CMAQ v5.2.1 run-time error/stop

Hello,
I have CMAQv5.2.1 installed, and have run it successfully before, but the new run I’ve set up stops after a couple hours and I’ve hit a wall in figuring it out.

This new (failed) run has inputs identical to a successful run on a second machine (with CMAQv5.2.1, but with different compilers and libraries) -except- for the BCON and met. files. I’m confident that the BCON files are not the issue. The met. files could be the issue, but (1) I’ve run tests with different days (June 20, January 1) and the model crashes regardless, (2) changing MAXSYNC doesn’t help. So my questions are,

Is there anything that stands out in my configuration that could cause the run to stop a couple hours in?
Is there anything you recommend I test?

Thank you!

output log file:
https://uwmadison.box.com/s/9niwqsyhwm60wsbqxouhxqhy1qvbarct

If I’m reading you correctly, you have successfully used this version of the code previously, but now you have changed a) met files; b) BC files; and c) compilers and libraries, and the model dies after 4 hours with a hangup.

The fact that this happens for three different days strongly suggests it is not an issue with the met data. However, it would be pretty easy to test that by using the exact same met data that you successfully ran with before–can you get that day to complete, or not? Or can you get the benchmark tutorial domain to execute successfully?

Your log file includes a lot of MPI (PMI) debug lines that I have not seen output before. Did you (or your sysadmin) compile mpich under debug mode? Could it be running so slowly (due to debug flags) that a timeout is happening? For the 4 hours that are completed, do they execute in a reasonable amount of time, or is the model running really slowly?

Finally, consider updating to CMAQv5.3.2. I don’t recall anything specific, but you might review the release notes between v5.2.1 and now.

thanks for the speedy reply!
I did test my model install with the met. files that worked on the other machine/install–and that test run stopped after a couple hours as well. I wasn’t sure whether to chalk that up to the other met. files being created with MCIP and CMAQ compiled with IOAPI 3.2, rather than IOAPI 3.1, which the version I’m testing now used.
I’ll try running the WRF files from the other machine through MCIP with IOAPI 3.1 to see what happens.
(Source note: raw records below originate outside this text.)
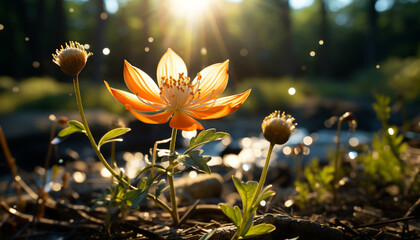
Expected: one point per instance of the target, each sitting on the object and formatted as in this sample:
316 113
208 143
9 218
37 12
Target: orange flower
176 95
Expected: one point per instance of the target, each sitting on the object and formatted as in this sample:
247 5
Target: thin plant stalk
48 157
171 177
99 154
298 168
113 165
257 191
11 162
337 161
263 174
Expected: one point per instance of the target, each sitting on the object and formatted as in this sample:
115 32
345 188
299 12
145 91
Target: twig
45 221
349 229
389 221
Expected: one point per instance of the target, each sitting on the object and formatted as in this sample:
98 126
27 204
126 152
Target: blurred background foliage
324 48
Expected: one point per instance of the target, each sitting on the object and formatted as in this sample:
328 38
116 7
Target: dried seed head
277 127
71 59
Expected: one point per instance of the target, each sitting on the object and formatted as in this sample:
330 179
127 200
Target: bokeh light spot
106 51
243 52
292 91
36 64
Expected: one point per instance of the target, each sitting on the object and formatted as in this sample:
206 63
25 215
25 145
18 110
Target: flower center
179 92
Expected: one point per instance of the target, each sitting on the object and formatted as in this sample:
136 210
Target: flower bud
71 59
277 127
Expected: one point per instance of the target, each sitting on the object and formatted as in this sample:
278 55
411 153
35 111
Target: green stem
113 165
248 214
48 157
175 214
337 161
90 137
99 154
263 174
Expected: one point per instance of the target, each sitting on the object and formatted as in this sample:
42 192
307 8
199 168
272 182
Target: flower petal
182 121
130 99
140 83
157 118
222 107
170 65
214 79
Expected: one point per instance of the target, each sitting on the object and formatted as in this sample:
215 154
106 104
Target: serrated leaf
246 191
234 214
112 134
195 160
204 137
161 187
259 229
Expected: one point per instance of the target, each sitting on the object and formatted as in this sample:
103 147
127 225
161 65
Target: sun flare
189 7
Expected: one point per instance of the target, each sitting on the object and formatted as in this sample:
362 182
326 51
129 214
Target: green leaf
148 168
161 187
142 183
249 224
134 198
259 229
246 191
195 160
73 126
265 193
204 137
208 235
233 213
112 134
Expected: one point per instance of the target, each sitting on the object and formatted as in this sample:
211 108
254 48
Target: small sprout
277 127
71 59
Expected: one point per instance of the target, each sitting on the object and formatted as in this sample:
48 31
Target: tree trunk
371 37
287 57
99 43
326 70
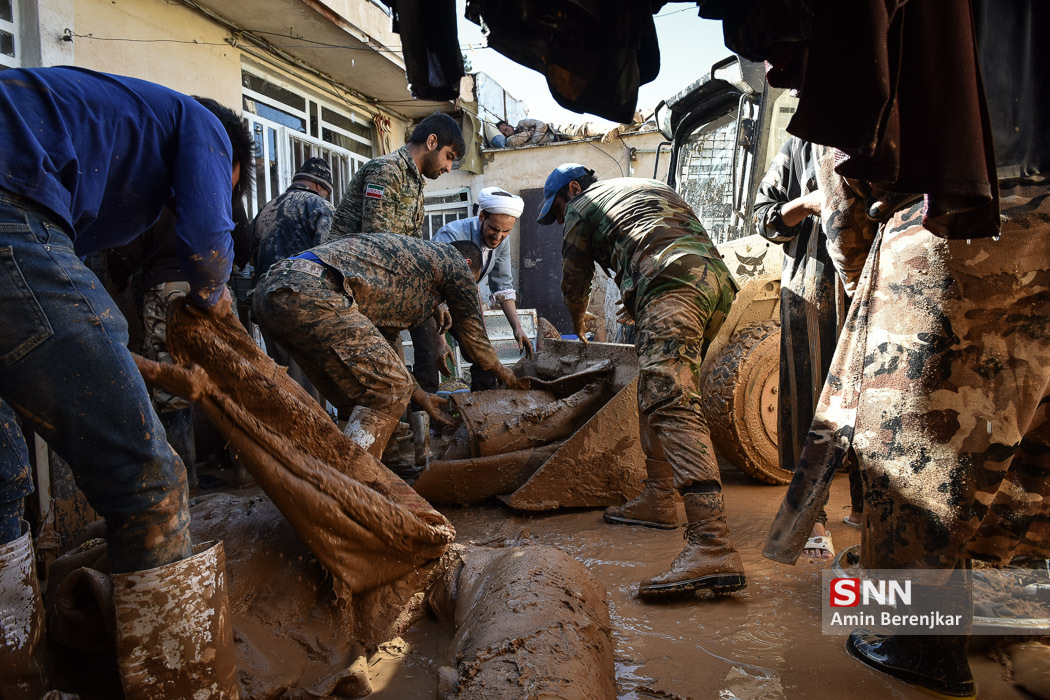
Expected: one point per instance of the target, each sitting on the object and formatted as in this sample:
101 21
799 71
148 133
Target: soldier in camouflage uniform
675 285
339 309
385 195
296 220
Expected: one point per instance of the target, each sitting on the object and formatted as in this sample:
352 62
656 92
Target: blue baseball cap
561 176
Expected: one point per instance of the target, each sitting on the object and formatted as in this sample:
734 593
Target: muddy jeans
673 332
65 368
303 305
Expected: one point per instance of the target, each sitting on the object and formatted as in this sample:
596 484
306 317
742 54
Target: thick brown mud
554 643
763 642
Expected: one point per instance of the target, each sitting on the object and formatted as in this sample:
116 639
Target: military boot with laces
709 560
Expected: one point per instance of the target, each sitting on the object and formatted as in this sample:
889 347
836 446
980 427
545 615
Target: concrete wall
179 47
210 67
517 169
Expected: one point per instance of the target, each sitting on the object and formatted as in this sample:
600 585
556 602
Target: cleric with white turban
498 211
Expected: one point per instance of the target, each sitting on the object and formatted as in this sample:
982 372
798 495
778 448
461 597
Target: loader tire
740 402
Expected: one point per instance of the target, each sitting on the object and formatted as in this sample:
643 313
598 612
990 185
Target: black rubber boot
179 426
935 664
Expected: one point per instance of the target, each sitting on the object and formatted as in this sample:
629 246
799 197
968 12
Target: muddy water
763 642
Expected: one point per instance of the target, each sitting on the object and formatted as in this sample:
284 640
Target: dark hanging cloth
594 55
911 91
429 43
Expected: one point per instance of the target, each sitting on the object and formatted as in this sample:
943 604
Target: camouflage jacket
643 232
290 224
384 195
399 281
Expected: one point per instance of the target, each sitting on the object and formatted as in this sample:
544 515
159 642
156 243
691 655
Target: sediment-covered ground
761 643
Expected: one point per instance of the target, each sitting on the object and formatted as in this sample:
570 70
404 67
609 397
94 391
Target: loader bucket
601 464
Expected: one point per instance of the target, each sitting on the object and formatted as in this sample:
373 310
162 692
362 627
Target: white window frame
12 28
289 143
438 212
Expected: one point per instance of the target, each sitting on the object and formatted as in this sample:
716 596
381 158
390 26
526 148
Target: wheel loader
723 131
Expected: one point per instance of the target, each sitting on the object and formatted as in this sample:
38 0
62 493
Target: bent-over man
498 210
675 285
385 195
87 163
339 309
I was able to successfully benchmark the version I’m testing now. It doesn’t seem like the model’s running extra slowly for the number of processors we have on this machine. I will check with our sysadmin about mpich; I’ve already asked him to upgrade our ifort and netcdf libraries for me to install CMAQ 5.3.2.
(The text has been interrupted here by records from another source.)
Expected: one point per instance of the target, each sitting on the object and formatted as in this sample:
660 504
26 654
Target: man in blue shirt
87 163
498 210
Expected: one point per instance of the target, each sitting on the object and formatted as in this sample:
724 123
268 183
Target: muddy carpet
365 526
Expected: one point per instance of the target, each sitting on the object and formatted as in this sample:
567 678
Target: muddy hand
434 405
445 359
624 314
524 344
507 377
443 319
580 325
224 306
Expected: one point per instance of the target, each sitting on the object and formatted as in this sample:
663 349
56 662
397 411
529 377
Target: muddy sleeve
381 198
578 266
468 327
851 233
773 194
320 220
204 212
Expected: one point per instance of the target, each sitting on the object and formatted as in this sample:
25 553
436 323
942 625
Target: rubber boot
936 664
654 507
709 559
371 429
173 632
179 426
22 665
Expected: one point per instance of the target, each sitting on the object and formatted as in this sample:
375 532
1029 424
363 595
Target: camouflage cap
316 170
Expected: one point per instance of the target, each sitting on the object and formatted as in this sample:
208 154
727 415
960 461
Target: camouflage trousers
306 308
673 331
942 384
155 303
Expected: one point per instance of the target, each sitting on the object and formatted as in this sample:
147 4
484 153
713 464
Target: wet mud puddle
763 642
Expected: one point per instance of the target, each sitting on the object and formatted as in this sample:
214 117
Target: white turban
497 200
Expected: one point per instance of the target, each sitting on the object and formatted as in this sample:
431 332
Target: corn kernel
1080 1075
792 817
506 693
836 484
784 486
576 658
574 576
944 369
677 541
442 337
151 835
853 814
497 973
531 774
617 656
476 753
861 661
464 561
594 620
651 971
edit: here are the log files
from a test using met. from another day: https://uwmadison.box.com/s/1w5h4b1cr4hy7tph1m0c6m9boqgr80tw
and from a test using met. used in a different, successful simulation on a different machine: https://uwmadison.box.com/s/frmx2i8k4jvd39mkthamhiqf9ir8o6v0

The log file that you provided has the following output at the end.
Timestep written to CTM_AVIS_1 for date and time 2016172:030000
after AERO G 1.2345996E-01 A 1.4021042E+09 N 1.2794050E-04

 After NEXTIME: returned JDATE, JTIME 2016172 040000

APPLICATION TERMINATED WITH THE EXIT STRING: Hangup (signal 1)
58554.009u 1929.346s 1:54:11.91 882.7% 0+0k 143402712+58204384io 1827770pf+0w

Can you share the CTM_LOG files that were moved to this location.
/archive5/harkey/CMAQv5.2/cctm/July2016/LOGS
Typically, you need to check both the standard output in the June20_test-SYNC300.log and the per processor log output that gets moved to the $OUTPUT/LOGS directory.
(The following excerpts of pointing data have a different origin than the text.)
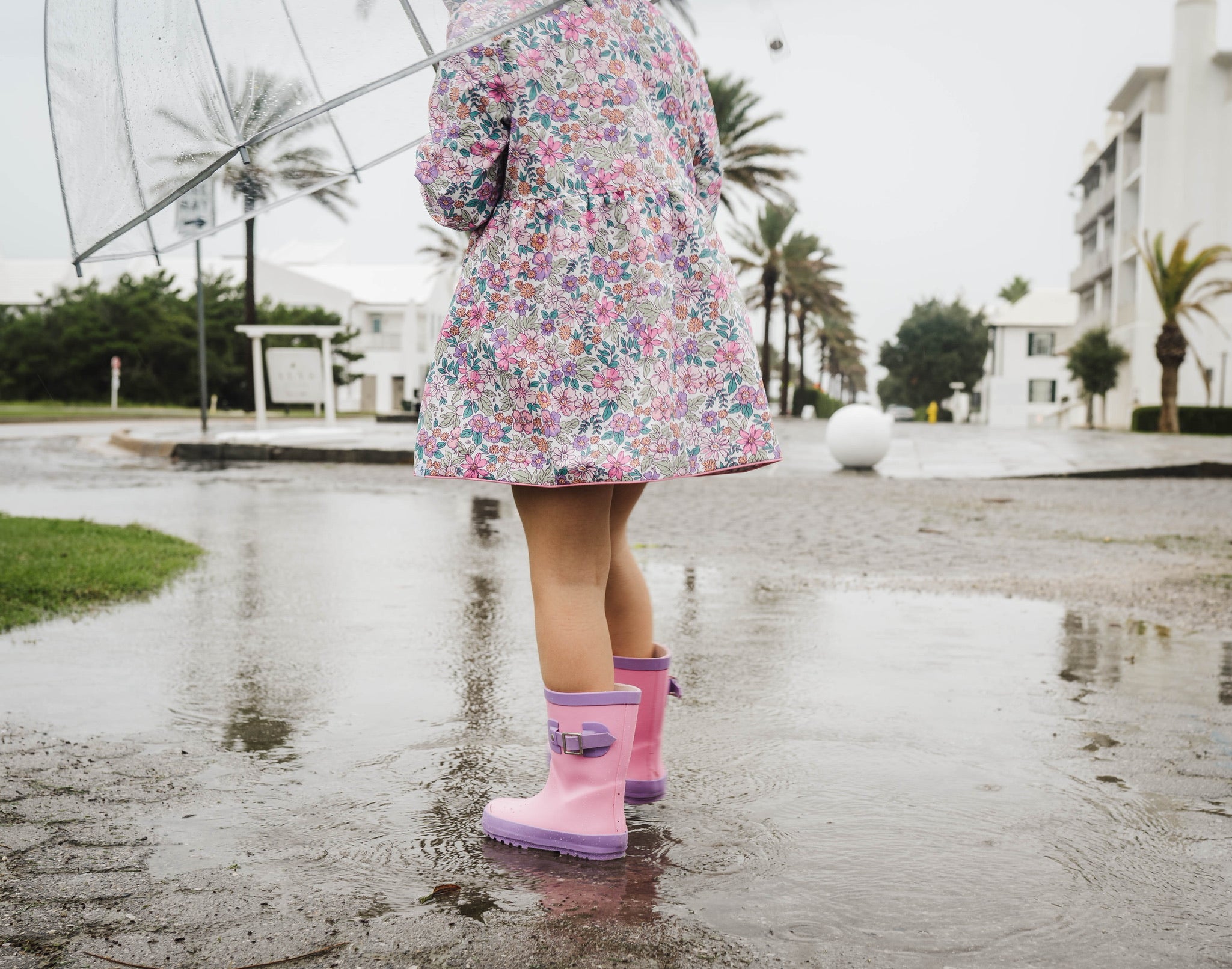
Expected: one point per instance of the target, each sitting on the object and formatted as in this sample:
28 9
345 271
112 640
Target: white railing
1094 203
1096 265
CTM_LOG_001.v521_intel_12US2_cb6r3_ae6_aq_2016fi_16j_20160620
Where CTM_LOG_001* is from the first processor, etc.

Do you have the following setting in your .cshc file?
limit stacksize unlimited

yes, my .tcshrc has limit stacksize unlimited. It seemed like everything in the CTM_LOG files was covered in the piped screen output log, but your eyes are more tuned to these details than mine! Here are the CTM_LOG files for the main test run: https: //uwmadison. box. com /s/mmgxauayox5jpzcu6t4ukadwrwz9wsek (please remove spaces from the link/address; I wasn’t able to post it without the spaces)

Thank you.

Your Jan01_test is dying after 1 hour, your June20_test after 4 hours, and June20_test_YNTSSTmettest in the first time step.
Since everything is crashing on this machine, it is not a met problem.
Your log files are full of PMI messages I have not seen before, including those saying “we don’t understand the response”.

Since it seems like an MPI problem, I suggest you try running a smaller size domain on a single processor. If that works, then talk to your sysadmin about configuring MPI.

Do all of your nodes have the same /etc/hosts file?